コラム

コンサルタント・桑戸的な視点 第8回

桑戸真二(株式会社フレーベル館保育経営アドバイザー)、柳修二(株式会社福祉総研執行役員)

■ 第20回 「子育て安心プラン」 ■

国難突破解散から、衆院選を圧勝した安倍首相は、少子化対応を全面に打ち出しました。教育の無償化やその財源となる消費税の使途見直しの具体策も気になるところですが、2020年度末までに32万人分の保育の受け皿の整備を進めるとした「子育て安心プラン」の2年前倒しからも安倍政権の本気度がうかがわれます。今号では、「子育て安心プラン」を中心に、保育業界や園経営に精通したコンサルタントの柳修二氏にお話を伺いました。

桑戸:

これまでの経緯や背景を踏まえながら、「子育て安心プラン」の概要を教えてください。

柳:

こんにちは、柳修二と申します。6月号以来となります。どうぞよろしくお願いします。

子育て・教育というジャンルのみの話でなく、女性の活躍推進が持続的な日本の経済成長につながる施策として「待機児童解消加速化プラン」(以下、「加速化プラン」)の策定と前倒しでの実施が行われてきました。しかし、2015年4月からの「子ども・子育て支援新制度」の施行に伴い、短時間勤務の方も預けることができる仕組みへと改変を行い、内閣府や地方自治体が同制度の普及活動を行った結果、就業を希望する女性が想定以上に掘り起こされました。

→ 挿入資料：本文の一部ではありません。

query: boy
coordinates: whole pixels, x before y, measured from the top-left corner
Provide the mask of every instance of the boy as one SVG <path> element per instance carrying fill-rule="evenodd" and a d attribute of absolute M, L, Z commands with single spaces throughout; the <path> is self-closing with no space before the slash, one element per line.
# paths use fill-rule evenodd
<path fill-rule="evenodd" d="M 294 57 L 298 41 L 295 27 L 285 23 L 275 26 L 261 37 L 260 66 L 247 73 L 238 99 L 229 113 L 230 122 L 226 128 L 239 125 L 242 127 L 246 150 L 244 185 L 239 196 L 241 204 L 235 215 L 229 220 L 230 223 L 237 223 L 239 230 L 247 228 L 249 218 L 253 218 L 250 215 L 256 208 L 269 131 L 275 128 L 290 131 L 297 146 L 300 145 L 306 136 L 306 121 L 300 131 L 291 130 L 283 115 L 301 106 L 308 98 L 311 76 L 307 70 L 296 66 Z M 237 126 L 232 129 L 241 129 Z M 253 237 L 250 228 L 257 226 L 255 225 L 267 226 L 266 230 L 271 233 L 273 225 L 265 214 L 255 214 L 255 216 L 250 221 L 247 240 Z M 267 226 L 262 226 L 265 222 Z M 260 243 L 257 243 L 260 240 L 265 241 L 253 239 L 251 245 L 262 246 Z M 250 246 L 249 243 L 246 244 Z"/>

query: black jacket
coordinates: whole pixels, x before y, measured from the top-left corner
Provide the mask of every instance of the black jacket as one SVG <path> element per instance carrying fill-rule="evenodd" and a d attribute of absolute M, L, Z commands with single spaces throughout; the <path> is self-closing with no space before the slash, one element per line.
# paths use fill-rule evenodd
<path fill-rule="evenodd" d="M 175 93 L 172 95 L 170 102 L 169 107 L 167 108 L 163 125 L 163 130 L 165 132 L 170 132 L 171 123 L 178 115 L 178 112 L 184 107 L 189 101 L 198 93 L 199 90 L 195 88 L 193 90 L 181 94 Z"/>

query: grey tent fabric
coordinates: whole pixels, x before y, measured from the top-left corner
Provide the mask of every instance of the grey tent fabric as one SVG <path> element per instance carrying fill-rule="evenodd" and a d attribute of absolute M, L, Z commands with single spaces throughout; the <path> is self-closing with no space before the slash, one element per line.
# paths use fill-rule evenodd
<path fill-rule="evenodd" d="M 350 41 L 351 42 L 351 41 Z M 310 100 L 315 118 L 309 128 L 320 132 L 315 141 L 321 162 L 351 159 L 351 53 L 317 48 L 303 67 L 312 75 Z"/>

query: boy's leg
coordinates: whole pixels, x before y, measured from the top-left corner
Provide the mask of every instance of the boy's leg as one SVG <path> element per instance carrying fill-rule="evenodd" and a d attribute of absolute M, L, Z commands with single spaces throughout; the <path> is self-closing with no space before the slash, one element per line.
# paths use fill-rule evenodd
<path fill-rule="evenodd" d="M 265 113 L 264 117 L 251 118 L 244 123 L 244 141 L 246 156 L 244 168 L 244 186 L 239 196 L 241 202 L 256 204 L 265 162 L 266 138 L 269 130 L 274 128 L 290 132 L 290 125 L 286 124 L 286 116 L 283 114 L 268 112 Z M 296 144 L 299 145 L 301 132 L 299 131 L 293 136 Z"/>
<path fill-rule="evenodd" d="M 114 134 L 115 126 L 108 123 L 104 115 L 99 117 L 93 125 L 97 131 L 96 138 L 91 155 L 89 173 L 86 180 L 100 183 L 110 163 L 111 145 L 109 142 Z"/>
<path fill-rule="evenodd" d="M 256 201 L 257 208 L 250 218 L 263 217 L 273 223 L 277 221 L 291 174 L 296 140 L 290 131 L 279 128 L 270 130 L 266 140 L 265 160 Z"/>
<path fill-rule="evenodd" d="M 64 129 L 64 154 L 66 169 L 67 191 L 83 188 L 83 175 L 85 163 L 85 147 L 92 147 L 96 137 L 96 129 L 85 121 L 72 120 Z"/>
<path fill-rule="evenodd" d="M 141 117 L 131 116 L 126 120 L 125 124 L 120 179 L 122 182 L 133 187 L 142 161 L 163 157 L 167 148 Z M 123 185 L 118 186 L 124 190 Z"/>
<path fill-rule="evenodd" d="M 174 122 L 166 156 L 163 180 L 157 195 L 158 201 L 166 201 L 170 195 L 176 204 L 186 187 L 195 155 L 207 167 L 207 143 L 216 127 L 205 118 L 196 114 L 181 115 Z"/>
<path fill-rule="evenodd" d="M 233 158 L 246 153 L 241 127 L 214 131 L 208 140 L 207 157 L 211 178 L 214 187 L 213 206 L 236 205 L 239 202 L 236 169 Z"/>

保育の受け皿も40万から50万へと拡充していきましたが、待機児童は増加しました。これを受けて、さらに受け皿を増やす「子育て安心プラン」を今年6月に策定し、2018年から遅くとも2020年度末までに新たに22万人分、2022年度末までには女性の就業率の向上と待機児童ゼロを維持するための10万人と、5か年で合計32万人分の受け皿を確保する方針を示しました。今回、国はさらに2年前倒し、3か年で32万人分の受け皿を整備するとしました。

桑戸:

「子ども・子育て支援新制度」が施行された2015年以降の待機児童の状況は?

柳:

2015年が約2.3万人、2016年は約2.4万人、そして2017年4月時点で約2.6万人と、3年連続で増加しています。地域別では主に人口流入が続く関東近郊や各地域の主要都市部を中心として増減を繰り返しており、年齢別では1、2歳児の待機児童が72%を占めています。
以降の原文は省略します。